> For the complete documentation index, see [llms.txt](https://series-1.gitbook.io/rundot-docs/llms.txt). Markdown versions of documentation pages are available by appending `.md` to page URLs; this page is available as [Markdown](https://series-1.gitbook.io/rundot-docs/v5.23.0/readme/syncplay/syncplay-bots.md).

# Syncplay: Bots & AI (BETA)

Deterministic decision-making for bots and NPCs. Because a Syncplay game runs on every client, bot behavior must be **identical everywhere** — you cannot call `Math.random()` or read the clock to make a decision.
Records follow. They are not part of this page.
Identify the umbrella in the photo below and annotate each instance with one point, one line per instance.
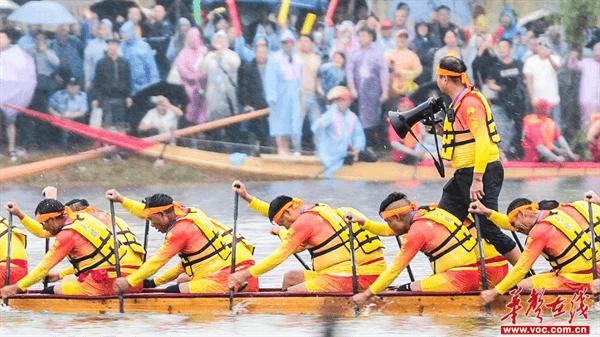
(17, 78)
(112, 8)
(7, 6)
(43, 13)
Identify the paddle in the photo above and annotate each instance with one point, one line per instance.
(484, 281)
(8, 251)
(117, 258)
(46, 249)
(236, 199)
(146, 230)
(593, 234)
(408, 269)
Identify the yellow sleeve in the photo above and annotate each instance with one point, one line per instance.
(283, 251)
(378, 228)
(41, 270)
(259, 206)
(134, 207)
(150, 267)
(35, 227)
(169, 275)
(501, 220)
(70, 270)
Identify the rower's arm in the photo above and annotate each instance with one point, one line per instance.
(173, 244)
(169, 275)
(501, 220)
(134, 207)
(378, 228)
(533, 248)
(259, 206)
(413, 243)
(62, 246)
(295, 238)
(70, 270)
(35, 227)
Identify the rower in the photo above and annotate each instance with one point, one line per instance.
(446, 242)
(127, 239)
(555, 235)
(18, 255)
(202, 243)
(84, 240)
(322, 231)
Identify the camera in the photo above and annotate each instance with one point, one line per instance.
(426, 112)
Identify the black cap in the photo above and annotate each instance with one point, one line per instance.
(277, 204)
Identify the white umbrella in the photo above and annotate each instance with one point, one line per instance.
(42, 13)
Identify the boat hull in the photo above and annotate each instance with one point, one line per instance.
(268, 302)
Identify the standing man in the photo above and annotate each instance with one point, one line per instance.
(470, 142)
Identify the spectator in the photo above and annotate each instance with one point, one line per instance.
(177, 41)
(134, 15)
(27, 42)
(221, 66)
(589, 86)
(345, 40)
(161, 119)
(69, 51)
(283, 81)
(442, 25)
(408, 150)
(251, 79)
(333, 73)
(95, 51)
(541, 78)
(402, 21)
(404, 65)
(70, 104)
(368, 80)
(193, 80)
(338, 134)
(425, 48)
(159, 34)
(12, 56)
(386, 39)
(140, 57)
(593, 137)
(311, 86)
(542, 140)
(450, 48)
(112, 86)
(507, 80)
(508, 25)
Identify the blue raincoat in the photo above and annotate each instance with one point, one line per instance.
(140, 56)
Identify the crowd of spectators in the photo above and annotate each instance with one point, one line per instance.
(309, 81)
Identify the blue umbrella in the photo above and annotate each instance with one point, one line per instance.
(42, 13)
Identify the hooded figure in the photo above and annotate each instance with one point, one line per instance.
(193, 81)
(140, 57)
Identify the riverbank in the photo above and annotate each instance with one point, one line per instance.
(126, 171)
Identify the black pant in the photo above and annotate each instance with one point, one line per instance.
(456, 199)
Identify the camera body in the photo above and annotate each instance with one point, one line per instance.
(425, 112)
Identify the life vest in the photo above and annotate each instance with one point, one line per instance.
(15, 232)
(459, 237)
(216, 244)
(583, 208)
(100, 237)
(364, 240)
(579, 246)
(449, 143)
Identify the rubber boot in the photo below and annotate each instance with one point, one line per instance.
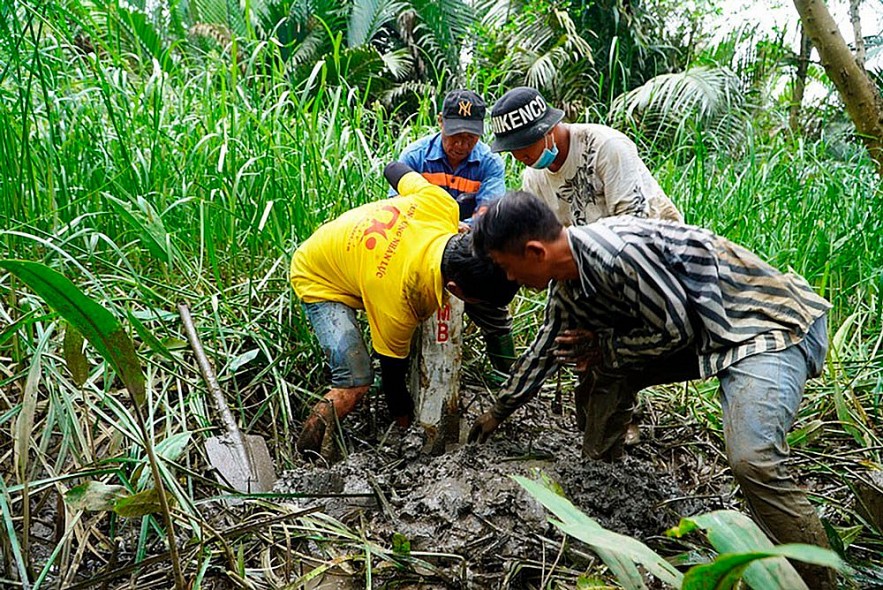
(334, 407)
(501, 351)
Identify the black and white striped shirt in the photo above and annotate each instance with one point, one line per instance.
(649, 288)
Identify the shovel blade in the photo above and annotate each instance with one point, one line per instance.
(256, 475)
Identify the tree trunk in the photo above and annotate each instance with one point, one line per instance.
(863, 102)
(800, 81)
(856, 21)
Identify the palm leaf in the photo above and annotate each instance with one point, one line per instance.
(367, 17)
(92, 320)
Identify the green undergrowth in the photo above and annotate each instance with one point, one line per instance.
(148, 182)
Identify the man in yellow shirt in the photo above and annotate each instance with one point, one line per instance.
(395, 259)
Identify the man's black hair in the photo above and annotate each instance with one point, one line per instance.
(512, 221)
(475, 274)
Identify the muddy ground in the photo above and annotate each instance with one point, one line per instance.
(463, 502)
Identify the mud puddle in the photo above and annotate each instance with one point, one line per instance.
(465, 503)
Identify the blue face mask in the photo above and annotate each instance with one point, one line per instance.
(547, 157)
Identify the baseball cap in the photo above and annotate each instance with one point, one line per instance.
(520, 118)
(463, 111)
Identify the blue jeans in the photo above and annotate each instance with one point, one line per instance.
(340, 337)
(760, 396)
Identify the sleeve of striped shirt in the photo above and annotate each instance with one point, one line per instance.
(658, 299)
(535, 365)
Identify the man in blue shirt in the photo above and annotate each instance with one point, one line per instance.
(456, 159)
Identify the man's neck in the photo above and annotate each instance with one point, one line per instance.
(561, 258)
(562, 141)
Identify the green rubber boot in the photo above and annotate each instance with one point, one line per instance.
(500, 351)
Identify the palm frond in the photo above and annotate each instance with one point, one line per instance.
(704, 98)
(367, 17)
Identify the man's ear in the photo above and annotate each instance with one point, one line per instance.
(535, 250)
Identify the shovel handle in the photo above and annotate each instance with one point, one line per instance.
(208, 374)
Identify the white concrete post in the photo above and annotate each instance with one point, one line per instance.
(435, 375)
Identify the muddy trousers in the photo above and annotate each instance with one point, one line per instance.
(760, 396)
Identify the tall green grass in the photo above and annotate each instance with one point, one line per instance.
(149, 181)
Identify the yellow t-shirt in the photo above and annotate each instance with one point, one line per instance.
(383, 257)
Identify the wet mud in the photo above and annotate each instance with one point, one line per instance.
(464, 501)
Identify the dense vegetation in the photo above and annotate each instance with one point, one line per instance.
(156, 153)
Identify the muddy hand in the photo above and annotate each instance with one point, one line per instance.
(578, 347)
(311, 436)
(483, 427)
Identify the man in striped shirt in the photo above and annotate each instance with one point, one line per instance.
(668, 302)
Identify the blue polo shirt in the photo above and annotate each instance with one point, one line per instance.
(481, 174)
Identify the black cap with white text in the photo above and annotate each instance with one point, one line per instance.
(463, 111)
(520, 118)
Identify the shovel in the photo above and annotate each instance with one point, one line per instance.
(240, 461)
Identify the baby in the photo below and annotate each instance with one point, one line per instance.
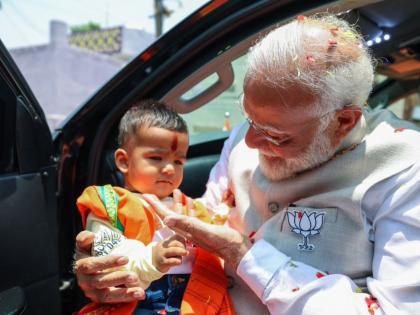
(153, 144)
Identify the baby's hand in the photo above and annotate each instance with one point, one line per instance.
(169, 253)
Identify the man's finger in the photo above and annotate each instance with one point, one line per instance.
(84, 241)
(174, 243)
(175, 252)
(172, 261)
(113, 279)
(188, 225)
(92, 265)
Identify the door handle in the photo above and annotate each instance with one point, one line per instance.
(12, 301)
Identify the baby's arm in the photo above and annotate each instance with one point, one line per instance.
(110, 241)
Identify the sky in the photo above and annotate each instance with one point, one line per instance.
(26, 22)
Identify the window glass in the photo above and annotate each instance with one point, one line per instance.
(7, 130)
(68, 49)
(222, 113)
(407, 108)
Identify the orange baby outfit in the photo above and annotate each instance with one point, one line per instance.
(206, 292)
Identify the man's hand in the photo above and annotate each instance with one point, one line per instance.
(223, 241)
(169, 253)
(100, 286)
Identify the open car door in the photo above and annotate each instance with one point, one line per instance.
(28, 233)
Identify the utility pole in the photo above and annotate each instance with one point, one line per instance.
(160, 13)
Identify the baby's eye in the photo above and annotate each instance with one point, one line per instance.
(155, 158)
(179, 162)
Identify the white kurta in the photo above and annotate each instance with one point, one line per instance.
(291, 287)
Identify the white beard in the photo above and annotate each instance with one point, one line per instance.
(319, 151)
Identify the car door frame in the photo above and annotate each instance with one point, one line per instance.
(28, 209)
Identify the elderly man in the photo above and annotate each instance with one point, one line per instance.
(327, 216)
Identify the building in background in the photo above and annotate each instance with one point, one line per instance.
(77, 65)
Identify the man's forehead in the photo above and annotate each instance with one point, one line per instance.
(261, 93)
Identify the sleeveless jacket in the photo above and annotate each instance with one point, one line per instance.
(316, 217)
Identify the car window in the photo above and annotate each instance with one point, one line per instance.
(223, 112)
(407, 107)
(66, 50)
(7, 130)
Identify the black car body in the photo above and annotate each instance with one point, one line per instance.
(41, 174)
These primitives give you four battle-tested AI models whose output is a pure function of a **blackboard** (the bot's memory), so every client computes the same action on the same tick.

Bots occupy **real player slots**. A match can mix humans and bots, and a disconnected player can be backfilled by one — the [input authority](/rundot-docs/v5.23.0/readme/syncplay.md#7-go-multiplayer) treats a bot slot exactly like a human slot, so convergence is unaffected.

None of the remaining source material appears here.